The surface-to-air missile that shot down Malaysia Airlines flight MH17, a Boeing 777, belonged to the Russian armed forces,  the Dutch-led Joint Investigation Team (JIT) said May 24.

In an update to its long-running investigation into the shooting down of the 777-200ER over Eastern Ukraine in July 2014, the JIT said that the Buk (SA-11 “Gadfly”) missile transporter erector launcher and radar (TELAR) vehicle which fired the missile belonged to the 53rd Anti-Aircraft Missile brigade, based at Kursk.

The JIT was able to track the TELAR vehicle’s route from Kursk to a city near the Ukrainian borders before the shoot-down, as well as its return back across the border post-engagement, using imagery and video posted online.

The JIT said that several key characteristics of the Buk used in the shoot-down were unique based on imagery of numerous different Buk TELARs it had analyzed.

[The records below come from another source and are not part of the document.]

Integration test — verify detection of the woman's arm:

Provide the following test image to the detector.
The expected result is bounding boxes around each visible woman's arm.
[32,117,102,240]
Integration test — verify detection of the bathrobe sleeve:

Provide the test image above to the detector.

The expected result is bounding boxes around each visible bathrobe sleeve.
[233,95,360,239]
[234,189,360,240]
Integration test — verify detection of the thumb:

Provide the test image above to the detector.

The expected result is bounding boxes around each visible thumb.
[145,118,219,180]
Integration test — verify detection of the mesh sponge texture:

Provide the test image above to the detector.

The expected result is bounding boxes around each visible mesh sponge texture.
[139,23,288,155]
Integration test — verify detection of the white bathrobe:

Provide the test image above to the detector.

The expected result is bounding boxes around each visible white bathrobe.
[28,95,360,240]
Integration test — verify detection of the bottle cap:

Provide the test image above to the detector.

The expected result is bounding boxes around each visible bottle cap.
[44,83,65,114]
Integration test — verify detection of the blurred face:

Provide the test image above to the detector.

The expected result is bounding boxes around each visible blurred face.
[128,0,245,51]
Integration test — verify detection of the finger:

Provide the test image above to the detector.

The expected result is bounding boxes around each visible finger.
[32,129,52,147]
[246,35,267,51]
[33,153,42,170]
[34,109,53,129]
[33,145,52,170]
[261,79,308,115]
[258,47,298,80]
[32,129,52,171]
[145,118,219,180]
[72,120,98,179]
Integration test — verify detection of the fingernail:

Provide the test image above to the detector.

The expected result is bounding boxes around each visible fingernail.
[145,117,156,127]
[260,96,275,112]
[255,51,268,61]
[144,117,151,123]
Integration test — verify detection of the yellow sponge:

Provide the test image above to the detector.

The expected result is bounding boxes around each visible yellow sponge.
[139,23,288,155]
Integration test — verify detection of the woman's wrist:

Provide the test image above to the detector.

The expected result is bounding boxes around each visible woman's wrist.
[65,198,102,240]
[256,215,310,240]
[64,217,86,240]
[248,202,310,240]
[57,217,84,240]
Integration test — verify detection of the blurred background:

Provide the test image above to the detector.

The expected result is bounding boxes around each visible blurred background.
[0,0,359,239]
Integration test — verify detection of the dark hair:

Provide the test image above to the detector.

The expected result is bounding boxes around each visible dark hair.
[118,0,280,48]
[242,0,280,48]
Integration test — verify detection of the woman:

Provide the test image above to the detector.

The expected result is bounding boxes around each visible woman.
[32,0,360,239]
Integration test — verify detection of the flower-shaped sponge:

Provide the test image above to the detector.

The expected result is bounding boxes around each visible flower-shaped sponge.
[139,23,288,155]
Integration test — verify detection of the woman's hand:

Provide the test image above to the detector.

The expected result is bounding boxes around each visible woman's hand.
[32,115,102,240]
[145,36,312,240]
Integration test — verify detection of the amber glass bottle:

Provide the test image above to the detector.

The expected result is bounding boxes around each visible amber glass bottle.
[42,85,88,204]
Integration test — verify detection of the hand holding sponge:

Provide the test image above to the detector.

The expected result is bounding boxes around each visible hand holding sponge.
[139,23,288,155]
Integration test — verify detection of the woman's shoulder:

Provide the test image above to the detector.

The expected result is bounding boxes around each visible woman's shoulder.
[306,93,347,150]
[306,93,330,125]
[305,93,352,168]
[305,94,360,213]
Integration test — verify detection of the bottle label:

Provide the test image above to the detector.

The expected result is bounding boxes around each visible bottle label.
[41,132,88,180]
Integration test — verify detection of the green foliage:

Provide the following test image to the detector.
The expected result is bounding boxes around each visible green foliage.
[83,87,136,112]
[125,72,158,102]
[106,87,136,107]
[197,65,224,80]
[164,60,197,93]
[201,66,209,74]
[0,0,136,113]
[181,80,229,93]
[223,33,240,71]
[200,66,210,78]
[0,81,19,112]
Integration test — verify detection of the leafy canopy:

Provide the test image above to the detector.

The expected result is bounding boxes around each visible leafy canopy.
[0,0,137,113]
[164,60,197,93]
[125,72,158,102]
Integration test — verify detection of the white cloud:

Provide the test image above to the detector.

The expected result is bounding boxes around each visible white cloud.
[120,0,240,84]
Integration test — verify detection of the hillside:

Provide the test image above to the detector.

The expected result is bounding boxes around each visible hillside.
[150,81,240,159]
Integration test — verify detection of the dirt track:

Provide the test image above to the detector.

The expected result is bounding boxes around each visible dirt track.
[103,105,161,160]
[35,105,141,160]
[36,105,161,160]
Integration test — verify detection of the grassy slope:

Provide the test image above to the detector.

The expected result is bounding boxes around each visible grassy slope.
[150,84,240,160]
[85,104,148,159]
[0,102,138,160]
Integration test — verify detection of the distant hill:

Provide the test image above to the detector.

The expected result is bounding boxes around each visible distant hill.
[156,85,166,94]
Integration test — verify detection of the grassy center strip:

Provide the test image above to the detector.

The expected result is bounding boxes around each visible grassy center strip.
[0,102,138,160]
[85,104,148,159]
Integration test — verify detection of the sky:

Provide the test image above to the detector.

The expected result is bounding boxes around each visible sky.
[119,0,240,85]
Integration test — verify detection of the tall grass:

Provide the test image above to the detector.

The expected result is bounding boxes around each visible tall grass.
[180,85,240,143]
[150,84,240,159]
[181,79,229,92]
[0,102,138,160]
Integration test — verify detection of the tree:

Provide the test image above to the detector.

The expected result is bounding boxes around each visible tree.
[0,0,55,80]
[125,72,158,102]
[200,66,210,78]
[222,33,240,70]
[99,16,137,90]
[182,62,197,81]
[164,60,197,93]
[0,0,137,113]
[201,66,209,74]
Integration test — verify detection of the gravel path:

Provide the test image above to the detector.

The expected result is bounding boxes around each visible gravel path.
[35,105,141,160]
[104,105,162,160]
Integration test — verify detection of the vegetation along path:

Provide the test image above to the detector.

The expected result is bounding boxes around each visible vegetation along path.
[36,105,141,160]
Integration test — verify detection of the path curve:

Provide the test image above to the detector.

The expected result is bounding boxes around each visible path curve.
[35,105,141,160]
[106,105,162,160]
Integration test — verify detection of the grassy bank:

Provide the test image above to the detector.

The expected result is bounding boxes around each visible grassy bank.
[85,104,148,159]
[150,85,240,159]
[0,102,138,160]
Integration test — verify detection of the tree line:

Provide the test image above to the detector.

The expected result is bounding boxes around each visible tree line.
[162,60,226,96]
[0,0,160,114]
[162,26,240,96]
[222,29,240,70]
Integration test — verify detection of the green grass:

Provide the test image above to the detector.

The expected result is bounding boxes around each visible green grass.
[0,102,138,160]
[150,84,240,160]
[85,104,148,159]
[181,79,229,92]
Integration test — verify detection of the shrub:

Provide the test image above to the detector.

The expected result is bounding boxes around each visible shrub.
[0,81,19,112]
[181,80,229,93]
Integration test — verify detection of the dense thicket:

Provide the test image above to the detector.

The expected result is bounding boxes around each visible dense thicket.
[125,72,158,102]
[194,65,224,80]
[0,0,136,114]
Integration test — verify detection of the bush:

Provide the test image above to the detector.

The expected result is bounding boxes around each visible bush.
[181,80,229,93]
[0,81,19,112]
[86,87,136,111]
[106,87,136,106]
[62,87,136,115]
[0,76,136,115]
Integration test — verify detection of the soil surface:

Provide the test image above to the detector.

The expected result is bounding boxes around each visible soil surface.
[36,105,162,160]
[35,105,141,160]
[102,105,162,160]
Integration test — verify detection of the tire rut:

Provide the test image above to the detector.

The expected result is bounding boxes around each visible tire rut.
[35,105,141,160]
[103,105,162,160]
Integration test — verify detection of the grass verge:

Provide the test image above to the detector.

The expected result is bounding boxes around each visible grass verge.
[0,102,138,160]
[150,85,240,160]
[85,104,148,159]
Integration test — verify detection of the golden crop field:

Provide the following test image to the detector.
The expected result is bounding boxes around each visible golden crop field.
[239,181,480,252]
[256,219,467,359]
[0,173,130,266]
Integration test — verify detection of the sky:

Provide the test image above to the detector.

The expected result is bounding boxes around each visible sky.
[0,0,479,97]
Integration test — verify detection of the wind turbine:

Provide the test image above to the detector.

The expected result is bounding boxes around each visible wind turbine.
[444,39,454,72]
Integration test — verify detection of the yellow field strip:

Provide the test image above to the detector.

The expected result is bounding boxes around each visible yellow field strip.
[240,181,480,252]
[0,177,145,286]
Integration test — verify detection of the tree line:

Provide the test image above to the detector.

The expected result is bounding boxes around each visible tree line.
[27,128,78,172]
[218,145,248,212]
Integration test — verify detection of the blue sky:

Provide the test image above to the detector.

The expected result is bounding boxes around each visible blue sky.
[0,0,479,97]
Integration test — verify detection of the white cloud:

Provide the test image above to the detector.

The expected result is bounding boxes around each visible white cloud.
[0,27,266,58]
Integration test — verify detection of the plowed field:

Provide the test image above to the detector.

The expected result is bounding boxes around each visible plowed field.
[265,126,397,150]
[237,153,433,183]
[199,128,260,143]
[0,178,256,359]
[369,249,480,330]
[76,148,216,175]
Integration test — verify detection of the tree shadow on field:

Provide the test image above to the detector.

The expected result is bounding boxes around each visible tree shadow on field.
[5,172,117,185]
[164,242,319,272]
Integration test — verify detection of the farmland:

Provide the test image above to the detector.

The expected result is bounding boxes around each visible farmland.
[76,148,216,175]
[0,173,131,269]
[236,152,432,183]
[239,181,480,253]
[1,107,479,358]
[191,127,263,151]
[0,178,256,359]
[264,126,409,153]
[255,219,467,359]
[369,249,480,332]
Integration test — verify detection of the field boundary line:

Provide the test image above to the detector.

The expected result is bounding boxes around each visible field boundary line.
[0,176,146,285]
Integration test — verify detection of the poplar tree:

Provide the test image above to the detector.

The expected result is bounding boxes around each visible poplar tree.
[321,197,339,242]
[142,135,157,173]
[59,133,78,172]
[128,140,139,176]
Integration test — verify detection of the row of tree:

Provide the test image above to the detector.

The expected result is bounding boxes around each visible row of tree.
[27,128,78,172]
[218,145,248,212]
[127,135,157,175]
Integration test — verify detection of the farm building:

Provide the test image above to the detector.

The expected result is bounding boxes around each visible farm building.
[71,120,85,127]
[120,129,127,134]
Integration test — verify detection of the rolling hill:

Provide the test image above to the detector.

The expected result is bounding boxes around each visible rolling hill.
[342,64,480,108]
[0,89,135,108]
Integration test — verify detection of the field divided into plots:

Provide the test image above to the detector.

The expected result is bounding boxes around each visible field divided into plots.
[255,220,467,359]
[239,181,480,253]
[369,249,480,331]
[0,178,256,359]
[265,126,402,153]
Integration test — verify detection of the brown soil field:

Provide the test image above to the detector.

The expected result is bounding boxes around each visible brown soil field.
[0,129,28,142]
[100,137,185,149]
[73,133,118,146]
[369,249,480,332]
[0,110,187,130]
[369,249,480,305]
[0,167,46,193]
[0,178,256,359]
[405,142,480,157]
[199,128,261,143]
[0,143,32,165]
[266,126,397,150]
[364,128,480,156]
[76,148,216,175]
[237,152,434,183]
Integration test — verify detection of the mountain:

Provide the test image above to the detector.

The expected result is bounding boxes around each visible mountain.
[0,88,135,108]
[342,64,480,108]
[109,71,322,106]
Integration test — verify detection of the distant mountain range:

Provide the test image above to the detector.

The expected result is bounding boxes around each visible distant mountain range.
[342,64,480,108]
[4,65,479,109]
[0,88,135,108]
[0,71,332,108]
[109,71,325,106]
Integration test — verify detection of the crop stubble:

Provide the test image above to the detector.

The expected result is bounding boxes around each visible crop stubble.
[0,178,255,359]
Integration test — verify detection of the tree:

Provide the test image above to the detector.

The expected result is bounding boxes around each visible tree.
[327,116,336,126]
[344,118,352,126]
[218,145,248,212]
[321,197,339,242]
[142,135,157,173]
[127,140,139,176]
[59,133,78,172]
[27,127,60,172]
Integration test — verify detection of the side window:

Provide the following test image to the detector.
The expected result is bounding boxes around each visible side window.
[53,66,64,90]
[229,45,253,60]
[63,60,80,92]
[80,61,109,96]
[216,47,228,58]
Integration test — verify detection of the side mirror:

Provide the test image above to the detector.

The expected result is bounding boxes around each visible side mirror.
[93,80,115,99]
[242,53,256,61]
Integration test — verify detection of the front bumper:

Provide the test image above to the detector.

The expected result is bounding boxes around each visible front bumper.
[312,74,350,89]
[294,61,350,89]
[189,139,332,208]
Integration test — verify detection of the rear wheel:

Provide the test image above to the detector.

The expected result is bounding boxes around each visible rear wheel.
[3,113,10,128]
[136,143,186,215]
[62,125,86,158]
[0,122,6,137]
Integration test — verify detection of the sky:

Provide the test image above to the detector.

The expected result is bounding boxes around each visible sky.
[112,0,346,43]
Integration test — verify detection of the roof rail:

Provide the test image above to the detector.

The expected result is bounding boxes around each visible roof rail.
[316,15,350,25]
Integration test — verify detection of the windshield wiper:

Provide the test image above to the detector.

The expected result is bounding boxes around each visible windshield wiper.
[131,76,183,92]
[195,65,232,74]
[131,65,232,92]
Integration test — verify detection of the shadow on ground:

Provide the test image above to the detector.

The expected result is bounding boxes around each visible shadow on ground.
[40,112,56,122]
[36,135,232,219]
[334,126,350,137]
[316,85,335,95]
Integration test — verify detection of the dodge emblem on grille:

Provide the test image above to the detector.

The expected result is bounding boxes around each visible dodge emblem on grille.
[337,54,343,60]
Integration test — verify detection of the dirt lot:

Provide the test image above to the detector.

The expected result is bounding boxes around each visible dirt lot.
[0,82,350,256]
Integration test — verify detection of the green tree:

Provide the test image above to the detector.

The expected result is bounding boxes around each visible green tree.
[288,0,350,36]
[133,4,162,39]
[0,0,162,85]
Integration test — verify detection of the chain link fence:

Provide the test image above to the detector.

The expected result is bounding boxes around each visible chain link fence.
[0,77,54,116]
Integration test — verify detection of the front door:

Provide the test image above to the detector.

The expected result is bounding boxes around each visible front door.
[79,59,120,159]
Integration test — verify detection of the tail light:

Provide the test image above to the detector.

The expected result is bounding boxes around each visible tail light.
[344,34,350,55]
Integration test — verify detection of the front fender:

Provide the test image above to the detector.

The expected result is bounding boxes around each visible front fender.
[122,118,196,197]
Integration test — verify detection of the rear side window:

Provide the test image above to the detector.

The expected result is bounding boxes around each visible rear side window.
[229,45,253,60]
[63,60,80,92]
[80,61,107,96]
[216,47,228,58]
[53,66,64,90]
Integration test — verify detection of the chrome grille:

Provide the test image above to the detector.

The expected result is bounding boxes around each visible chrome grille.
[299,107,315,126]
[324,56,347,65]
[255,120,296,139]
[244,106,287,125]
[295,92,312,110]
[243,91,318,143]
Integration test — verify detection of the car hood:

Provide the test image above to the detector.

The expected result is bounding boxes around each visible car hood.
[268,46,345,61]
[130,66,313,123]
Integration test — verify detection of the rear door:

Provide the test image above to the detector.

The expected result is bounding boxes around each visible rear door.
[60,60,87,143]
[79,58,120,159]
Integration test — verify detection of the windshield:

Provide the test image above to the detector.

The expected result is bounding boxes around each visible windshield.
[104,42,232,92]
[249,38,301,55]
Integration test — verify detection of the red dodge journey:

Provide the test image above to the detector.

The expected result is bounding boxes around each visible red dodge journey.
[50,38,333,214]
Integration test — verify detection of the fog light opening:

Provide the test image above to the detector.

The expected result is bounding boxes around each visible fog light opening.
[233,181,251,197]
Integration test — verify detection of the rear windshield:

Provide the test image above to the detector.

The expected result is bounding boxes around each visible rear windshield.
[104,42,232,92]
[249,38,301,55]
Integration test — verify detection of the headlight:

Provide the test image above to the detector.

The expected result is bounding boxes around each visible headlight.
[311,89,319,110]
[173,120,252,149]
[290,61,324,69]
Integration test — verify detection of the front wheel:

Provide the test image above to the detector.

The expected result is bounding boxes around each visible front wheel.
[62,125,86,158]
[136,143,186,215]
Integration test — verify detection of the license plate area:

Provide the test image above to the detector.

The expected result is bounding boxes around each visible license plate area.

An independent group of investigative journalists, called Bellingcat, had already come to the same conclusion and also named the 53rd brigade in February 2016.

Investigators are now asking for information about who formed the crew of the TELAR vehicle, what instructions they had been given and who was responsible for the deployment.

The JIT also displayed two parts of a Buk missile found in Eastern Ukraine. The venturi—a part of the rocket motor exhaust and part of the casing were publicly displayed. Investigators have asked for more information about a series of numbers and inscriptions on the two components.

Fred Westerbeke, the Netherlands chief public prosecutor, said that significant steps had already been made in the investigation and that of 100 persons of interest in the investigation, the role “of a large number of them is much clearer,” he told journalists.

“It can damage the investigation and the ultimate legal procedure if we make it clear to those responsible for this event—and those further involved—how much we know exactly.”

He added that the JIT was now in the “last phase of the investigation,” but he could not say  when the case would ultimately come to court, although any case would be tried in the Netherlands because most of the 298 people onboard, all of whom were killed, were Dutch. The aircraft was enroute from Amsterdam to Kuala Lumpur.

Russian authorities have so far provided no information about the activities of the Buk TELAR or personnel involved in the shoot-down, Westerbeke pointed out.